Technology and Social Media: Matters of Parental Responsibility or DOLS?

Reiss Morrison Reiss Morrison 28th September 2023

The recent authority of Manchester City Council v CP & Ors [2023] EWHC 133 (Fam) deals with what is today, one of the most important aspects of a child’s life: their technology and social media use. Whilst most children thankfully do not experience a deprivation of their liberty in the legal sense, for those who do their use of  personal devices and social media raises a very important and modern question: to what extent, if at all, can these be the subject of DOLS restrictions?

The High Court in Manchester City Council v CP & Ors was confronted with this very question, concerned with a girl (P) aged sixteen at the time. P was assessed as working at the level of a seven-year-old child and was placed in local authority care under Section 20 of the Children Act 1989 on 9 June 2021. She was prone to self-harm and suicide attempts, and like many other children, was not deemed eligible for a Tier 4 CAMHS bed.

P was placed under DOLS restrictions on 24 June 2022 and the terms were renewed on several occasions until on 1 September 2022, P was firstly restricted from using her mobile phone, tablet and laptop, and from accessing social media. Amongst the reasons given in support of the restrictions were negative conversations between P and her friends, P recording staff and generally managing her behaviour.

The Court decided that removing or restricting the use of P’s devices and social media were not violations of Article 5(1) ECHR (the right to liberty and security, which can only be deprived in accordance with the law) and accordingly such measures could not be authorised under the DOLS regime.
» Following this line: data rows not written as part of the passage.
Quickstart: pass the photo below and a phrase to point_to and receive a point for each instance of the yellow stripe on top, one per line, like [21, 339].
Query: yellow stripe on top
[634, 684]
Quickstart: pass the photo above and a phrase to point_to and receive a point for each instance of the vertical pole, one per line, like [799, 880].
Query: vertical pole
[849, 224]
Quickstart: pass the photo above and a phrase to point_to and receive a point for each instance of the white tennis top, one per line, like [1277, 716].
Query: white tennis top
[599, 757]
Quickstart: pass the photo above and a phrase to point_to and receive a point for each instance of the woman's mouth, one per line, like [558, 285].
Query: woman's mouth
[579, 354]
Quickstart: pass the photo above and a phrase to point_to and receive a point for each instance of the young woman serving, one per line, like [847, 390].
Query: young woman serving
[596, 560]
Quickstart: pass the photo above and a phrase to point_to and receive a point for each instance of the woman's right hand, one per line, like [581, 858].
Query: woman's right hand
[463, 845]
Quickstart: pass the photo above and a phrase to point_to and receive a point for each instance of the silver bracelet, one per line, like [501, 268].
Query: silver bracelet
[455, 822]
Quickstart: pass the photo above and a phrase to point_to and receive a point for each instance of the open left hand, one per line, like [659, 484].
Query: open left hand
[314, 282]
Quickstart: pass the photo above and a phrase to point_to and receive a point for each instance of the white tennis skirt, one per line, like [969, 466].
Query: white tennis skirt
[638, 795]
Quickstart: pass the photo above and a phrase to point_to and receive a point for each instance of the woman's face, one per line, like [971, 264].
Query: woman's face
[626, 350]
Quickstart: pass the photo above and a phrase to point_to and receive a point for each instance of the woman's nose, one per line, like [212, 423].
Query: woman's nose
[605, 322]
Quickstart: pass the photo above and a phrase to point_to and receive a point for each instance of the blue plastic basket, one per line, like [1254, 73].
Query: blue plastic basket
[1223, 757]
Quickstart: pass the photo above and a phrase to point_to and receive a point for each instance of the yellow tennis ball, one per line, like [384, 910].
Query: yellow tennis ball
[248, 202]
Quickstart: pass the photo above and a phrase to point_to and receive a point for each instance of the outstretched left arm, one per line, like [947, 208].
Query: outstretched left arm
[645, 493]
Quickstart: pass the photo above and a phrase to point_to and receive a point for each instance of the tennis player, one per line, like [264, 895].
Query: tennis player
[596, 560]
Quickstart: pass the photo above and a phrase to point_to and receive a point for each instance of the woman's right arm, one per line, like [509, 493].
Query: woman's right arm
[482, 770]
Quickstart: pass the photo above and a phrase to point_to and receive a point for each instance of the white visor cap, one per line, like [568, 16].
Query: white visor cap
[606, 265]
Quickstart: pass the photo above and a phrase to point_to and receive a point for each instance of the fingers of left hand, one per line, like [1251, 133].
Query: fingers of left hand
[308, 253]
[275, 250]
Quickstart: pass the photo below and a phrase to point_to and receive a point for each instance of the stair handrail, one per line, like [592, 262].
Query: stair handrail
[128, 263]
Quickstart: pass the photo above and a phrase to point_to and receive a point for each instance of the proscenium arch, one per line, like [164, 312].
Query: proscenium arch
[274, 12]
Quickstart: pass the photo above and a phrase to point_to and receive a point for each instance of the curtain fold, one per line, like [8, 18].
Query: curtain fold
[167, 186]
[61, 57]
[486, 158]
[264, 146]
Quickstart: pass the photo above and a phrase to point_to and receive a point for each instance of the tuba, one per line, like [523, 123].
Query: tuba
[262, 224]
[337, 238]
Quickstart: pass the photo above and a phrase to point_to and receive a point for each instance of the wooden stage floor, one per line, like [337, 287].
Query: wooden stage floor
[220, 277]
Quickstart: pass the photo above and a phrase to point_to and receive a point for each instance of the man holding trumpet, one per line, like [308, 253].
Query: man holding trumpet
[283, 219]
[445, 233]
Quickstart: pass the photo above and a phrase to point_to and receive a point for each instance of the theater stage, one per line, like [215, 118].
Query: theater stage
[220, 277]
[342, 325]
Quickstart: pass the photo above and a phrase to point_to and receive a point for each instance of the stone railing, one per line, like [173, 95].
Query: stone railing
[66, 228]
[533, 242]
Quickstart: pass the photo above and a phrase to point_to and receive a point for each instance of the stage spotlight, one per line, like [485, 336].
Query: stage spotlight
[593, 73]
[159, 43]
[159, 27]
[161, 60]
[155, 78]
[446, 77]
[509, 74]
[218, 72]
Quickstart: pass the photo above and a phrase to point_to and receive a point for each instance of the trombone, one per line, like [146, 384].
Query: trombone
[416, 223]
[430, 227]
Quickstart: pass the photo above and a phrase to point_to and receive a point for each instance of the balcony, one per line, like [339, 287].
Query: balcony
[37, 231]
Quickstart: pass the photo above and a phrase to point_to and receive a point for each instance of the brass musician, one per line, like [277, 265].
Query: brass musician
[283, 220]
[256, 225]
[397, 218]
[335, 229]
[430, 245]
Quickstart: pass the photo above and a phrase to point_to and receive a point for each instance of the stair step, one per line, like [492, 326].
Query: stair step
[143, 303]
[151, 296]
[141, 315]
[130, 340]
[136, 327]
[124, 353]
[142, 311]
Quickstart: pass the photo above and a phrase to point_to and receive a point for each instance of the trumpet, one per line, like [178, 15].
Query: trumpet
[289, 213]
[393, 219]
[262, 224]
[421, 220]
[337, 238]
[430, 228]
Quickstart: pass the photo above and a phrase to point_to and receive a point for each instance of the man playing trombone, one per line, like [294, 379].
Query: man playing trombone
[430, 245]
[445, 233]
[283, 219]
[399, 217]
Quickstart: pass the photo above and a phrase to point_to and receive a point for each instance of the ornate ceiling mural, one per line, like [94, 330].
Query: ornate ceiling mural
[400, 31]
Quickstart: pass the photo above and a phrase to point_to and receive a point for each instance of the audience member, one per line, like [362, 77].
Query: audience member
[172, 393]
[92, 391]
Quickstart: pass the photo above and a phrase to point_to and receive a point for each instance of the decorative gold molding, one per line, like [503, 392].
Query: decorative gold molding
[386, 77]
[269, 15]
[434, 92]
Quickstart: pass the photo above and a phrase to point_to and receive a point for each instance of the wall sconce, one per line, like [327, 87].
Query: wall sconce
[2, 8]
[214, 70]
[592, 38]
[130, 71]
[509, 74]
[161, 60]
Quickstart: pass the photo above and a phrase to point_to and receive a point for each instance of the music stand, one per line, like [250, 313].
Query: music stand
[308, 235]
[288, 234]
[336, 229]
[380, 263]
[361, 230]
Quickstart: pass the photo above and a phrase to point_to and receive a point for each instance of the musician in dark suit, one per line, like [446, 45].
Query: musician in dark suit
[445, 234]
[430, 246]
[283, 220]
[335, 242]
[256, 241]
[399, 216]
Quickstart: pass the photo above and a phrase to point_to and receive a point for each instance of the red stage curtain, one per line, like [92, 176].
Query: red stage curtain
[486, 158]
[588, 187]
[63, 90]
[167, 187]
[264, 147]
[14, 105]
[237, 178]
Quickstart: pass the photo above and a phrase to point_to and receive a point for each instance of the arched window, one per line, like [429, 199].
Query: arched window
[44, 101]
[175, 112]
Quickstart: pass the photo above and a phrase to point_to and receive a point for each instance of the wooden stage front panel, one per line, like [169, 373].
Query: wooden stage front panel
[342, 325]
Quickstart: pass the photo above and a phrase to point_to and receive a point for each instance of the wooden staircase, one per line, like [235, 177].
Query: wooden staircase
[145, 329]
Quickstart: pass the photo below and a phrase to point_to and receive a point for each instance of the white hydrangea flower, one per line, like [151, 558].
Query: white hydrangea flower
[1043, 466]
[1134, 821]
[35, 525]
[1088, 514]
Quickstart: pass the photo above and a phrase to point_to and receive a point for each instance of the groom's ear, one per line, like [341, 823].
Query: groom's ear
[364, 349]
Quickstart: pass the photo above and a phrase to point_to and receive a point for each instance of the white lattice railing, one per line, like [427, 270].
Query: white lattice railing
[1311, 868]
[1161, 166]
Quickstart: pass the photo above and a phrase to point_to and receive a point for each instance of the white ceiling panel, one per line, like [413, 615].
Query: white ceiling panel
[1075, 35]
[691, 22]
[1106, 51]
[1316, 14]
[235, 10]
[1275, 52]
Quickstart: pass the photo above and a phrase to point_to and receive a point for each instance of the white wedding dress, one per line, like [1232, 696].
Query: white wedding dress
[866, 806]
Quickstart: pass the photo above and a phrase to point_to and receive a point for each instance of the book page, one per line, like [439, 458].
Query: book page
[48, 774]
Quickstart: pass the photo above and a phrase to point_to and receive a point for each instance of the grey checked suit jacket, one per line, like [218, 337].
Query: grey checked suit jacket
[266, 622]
Instead, and so the crucial distinction was drawn, the Court ruled that the Local Authority could lawfully impose the foregoing restrictions but instead under its exercise of parental responsibility prescribed by Section 33(3)(b) of the Children Act 1989, much the same as a biological parent could remove their child’s mobile phone to safeguard them from an online threat or to manage their behaviour.

Interestingly, however, Mr. Justice MacDonald countenanced the use of the inherent jurisdiction and not Section 33(3)(b) to authorise restraint or other force to remove a child’s device if they did not hand it over, if justified by evidence ([69]). He decided that that technology is theoretically a matter for both parental responsibility and DOLS, but that normally parental responsibility is the correct legal mechanism to manage a child’s use of their technology.